Henri Proglio dans une situation juridiquement abracadabrante

La 11° chambre correctionnelle de Paris, spécialisée dans les affaires financières, est située à gauche la Sainte Chapelle, en haut de l’escalier H. Cette indication pourra servir le jour où Henri Proglio devra s’expliquer devant d’acrimonieux petits actionnaires de Veolia ou d’EDF. Avant le petit actionnaire se contentait d’attendre sagement la fin des assemblées générales, une fois l’an, pour s’approcher du traditionnel buffet. Le buffet à souvent disparu et voilà le petit actionnaire devenu acrimonieux. Il demande réparation aux juges quand il s’estime avoir été lésé.

Deux actionnaires, un mécontent.
Pour Maître Dominique Schmidt, avocat à Paris et ancien professeur de droit à Strasbourg, il ne fait guère de doute que le président que Veolia et d’EDF devra répondre de ces décisions devant des juges.  “Le président de deux sociétés amenées à négocier des rapprochements se retrouvera inévitablement dans une situation ou il devra arrêter une décision favorable aux actionnaires de l’une des entreprises et préjudiciable aux actionnaires de l’autre. Les actionnaires de la seconde entreprise seront alors fondées à porter l’affaire devant la justice”, estime l’auteur d’une somme de 560 pages sur les conflits d’intérêts (1).

Curieusement, la notion même de conflit d’intérêts est ignorée par le droit français. “Pourquoi? on en parle pas en droit des sociétés. Notre législation des affaires est née en 1966 et à l’époque il n’en était pas question. Les organisations patronales ne voulaient pas que cela soit évoqué. La loi sur les nouvelles régulations économiques (NRE) de 2001 avait bien retenue la notion de conflits d’intérêts mais elle a été gommée en 2003. Le Medef et l’Afep ont obtenu que cela disparaisse” estime Dominique Schmidt.

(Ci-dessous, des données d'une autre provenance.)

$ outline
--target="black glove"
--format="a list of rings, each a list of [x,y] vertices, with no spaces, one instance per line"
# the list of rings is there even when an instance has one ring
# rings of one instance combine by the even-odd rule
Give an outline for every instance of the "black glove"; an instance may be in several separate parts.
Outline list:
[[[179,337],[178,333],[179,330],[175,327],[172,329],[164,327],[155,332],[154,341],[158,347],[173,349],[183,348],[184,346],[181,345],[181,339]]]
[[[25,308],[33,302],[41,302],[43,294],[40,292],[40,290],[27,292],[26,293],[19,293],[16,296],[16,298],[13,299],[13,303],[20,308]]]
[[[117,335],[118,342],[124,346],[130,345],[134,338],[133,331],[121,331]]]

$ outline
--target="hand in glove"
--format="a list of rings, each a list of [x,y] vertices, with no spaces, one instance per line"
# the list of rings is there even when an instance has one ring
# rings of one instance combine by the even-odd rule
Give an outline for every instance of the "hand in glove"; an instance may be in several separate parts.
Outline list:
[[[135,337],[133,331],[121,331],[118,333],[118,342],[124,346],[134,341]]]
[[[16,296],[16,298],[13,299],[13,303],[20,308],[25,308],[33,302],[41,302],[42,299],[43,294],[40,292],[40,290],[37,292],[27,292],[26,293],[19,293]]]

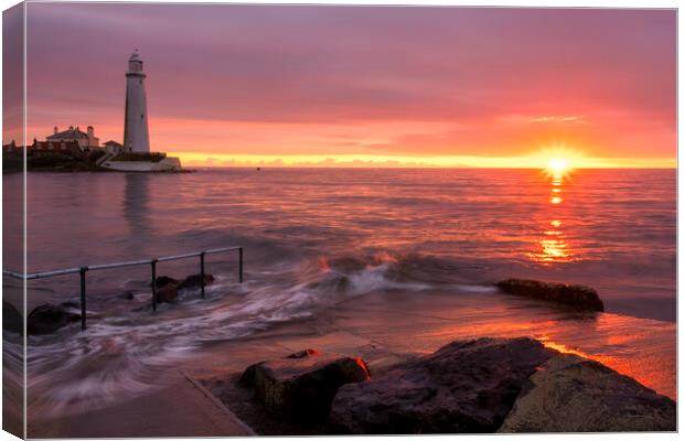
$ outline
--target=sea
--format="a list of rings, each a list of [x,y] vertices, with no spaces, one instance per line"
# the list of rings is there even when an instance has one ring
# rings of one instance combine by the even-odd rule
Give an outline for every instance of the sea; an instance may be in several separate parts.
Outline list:
[[[6,200],[22,179],[3,176]],[[88,272],[87,331],[28,338],[30,406],[142,391],[152,367],[314,320],[345,299],[428,304],[436,293],[478,311],[462,326],[485,321],[496,334],[514,322],[532,336],[555,326],[554,345],[622,359],[612,367],[676,398],[676,170],[41,172],[29,173],[26,190],[29,272],[244,249],[243,283],[237,252],[207,256],[206,299],[184,292],[157,313],[149,266]],[[20,215],[6,213],[6,224]],[[6,267],[21,265],[11,246]],[[157,271],[182,278],[199,272],[199,259]],[[510,295],[493,283],[510,277],[592,287],[606,313],[587,326],[552,321],[545,306],[505,309]],[[20,292],[7,277],[3,288]],[[29,311],[77,301],[77,275],[29,282]],[[6,341],[12,351],[21,346]]]

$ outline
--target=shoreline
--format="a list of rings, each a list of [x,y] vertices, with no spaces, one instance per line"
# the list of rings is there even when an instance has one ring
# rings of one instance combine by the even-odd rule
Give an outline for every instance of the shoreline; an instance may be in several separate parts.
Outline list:
[[[618,373],[637,379],[645,387],[676,400],[674,344],[665,349],[671,355],[665,355],[663,358],[661,354],[659,358],[655,353],[622,354],[624,349],[619,346],[613,354],[597,353],[589,344],[590,342],[583,344],[583,338],[578,342],[573,341],[573,335],[577,333],[576,330],[586,329],[587,325],[598,326],[590,332],[600,333],[601,335],[595,335],[595,337],[608,341],[624,329],[633,329],[635,324],[648,330],[651,338],[654,340],[674,332],[674,325],[663,326],[654,321],[626,319],[610,313],[599,313],[594,318],[573,318],[567,312],[557,311],[554,313],[557,316],[554,322],[544,320],[535,323],[530,322],[528,318],[520,318],[517,321],[512,318],[505,329],[494,331],[494,326],[500,326],[495,323],[496,321],[472,322],[472,326],[464,324],[471,322],[471,316],[477,316],[478,311],[464,314],[464,311],[459,308],[453,308],[453,305],[450,308],[449,304],[452,303],[450,300],[453,299],[440,294],[428,294],[423,299],[416,299],[410,294],[397,295],[396,292],[381,293],[374,298],[352,298],[321,311],[310,320],[282,323],[241,340],[211,343],[200,353],[180,362],[175,368],[182,369],[202,383],[221,375],[238,375],[247,366],[264,359],[277,358],[302,348],[314,347],[323,352],[363,357],[371,372],[380,372],[407,357],[434,352],[455,340],[546,335],[545,345],[570,354],[580,353],[585,357],[599,361]],[[514,303],[517,304],[514,308],[528,308],[532,315],[535,315],[534,302],[519,299]],[[541,306],[537,304],[536,308]],[[649,342],[639,344],[648,345]],[[660,376],[650,375],[653,373],[649,373],[649,366],[659,363],[658,361],[666,363],[670,367],[661,366]],[[634,370],[634,368],[641,370]],[[141,396],[151,399],[149,397],[154,394],[154,389],[150,389],[143,391]],[[130,399],[130,397],[121,397],[121,401]],[[119,409],[118,402],[121,401],[108,404],[98,412],[110,415]],[[88,429],[87,421],[84,422],[84,419],[75,417],[75,415],[85,413],[83,409],[72,410],[74,412],[71,416],[47,419],[41,418],[40,410],[35,408],[30,408],[29,412],[33,413],[30,420],[36,421],[36,424],[42,420],[61,421],[58,427],[63,427],[67,421],[77,422],[85,427],[73,428],[74,433],[85,434],[87,430],[96,429]],[[67,429],[64,428],[64,430]],[[86,432],[83,432],[84,430]],[[45,433],[46,437],[54,434]],[[64,432],[64,435],[68,434],[68,431]]]

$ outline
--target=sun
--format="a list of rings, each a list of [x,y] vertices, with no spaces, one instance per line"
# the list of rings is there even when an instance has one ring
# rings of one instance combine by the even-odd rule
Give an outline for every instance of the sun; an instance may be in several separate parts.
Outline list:
[[[566,158],[551,158],[546,163],[546,170],[553,175],[563,175],[570,169],[570,161]]]

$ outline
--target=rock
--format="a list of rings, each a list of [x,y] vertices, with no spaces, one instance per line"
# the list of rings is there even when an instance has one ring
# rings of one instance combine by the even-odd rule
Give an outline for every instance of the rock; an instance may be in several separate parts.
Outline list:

Que le conflits d’intérêts ne soit pas définit en tant que tel dans le code pénal n’empêchera pas les petits actionnaires de porter plainte s’ils estiment qu’Henri Proglio lèse leurs intérêts au bénéfice des actionnaires de la maison d’en face! Le rôle du président du conseil d’administration, et des mandataires sociaux en général, administrateurs, directeur général, directeur général délégué, est en effet de défendre les intérêts des actionnaires. La question est donc de savoir si un seul homme amené à négocier le rapprochement de deux entreprises qu’il préside peut le faire en respectant simultanément les intérêts des deux parties? ” C’est une situation abracadabrantesque”, constate Dominique Schmidt.

Un patron “On and Off”.
Le week-end dernier, Henri Proglio a avancé une solution pour sortir de cette impasse. Dans le Journal du dimanche, il assurait qu’il s’occuperait de l’essentiel, “du projet industriel”, se retirant de la discussion quand viendront les questions financières. “Promis juré, il ne s’en mêlera pas”. Peut-on imaginer un négociateur mettant en place un schéma industriel, se retirant dès que l’on parle d’argent? Oui, s’il s’agit d’une affaire ponctuelle. Il est prévu que les deux camps se tournent vers un arbitre pour trouver une solution équitable. En revanche, cela semble impraticable quand ce genre de dossier revient quotidiennement sur la table. Il y aurait alors un patron pour la stratégie industrielle et un arbitre pour les aspects financiers, comme si le deuxième volet n’était pas déterminer par le premier… Un patron sur courant alternatif en quelque sorte: “On” pour la question industrielle, “Off” pour l’équation financière.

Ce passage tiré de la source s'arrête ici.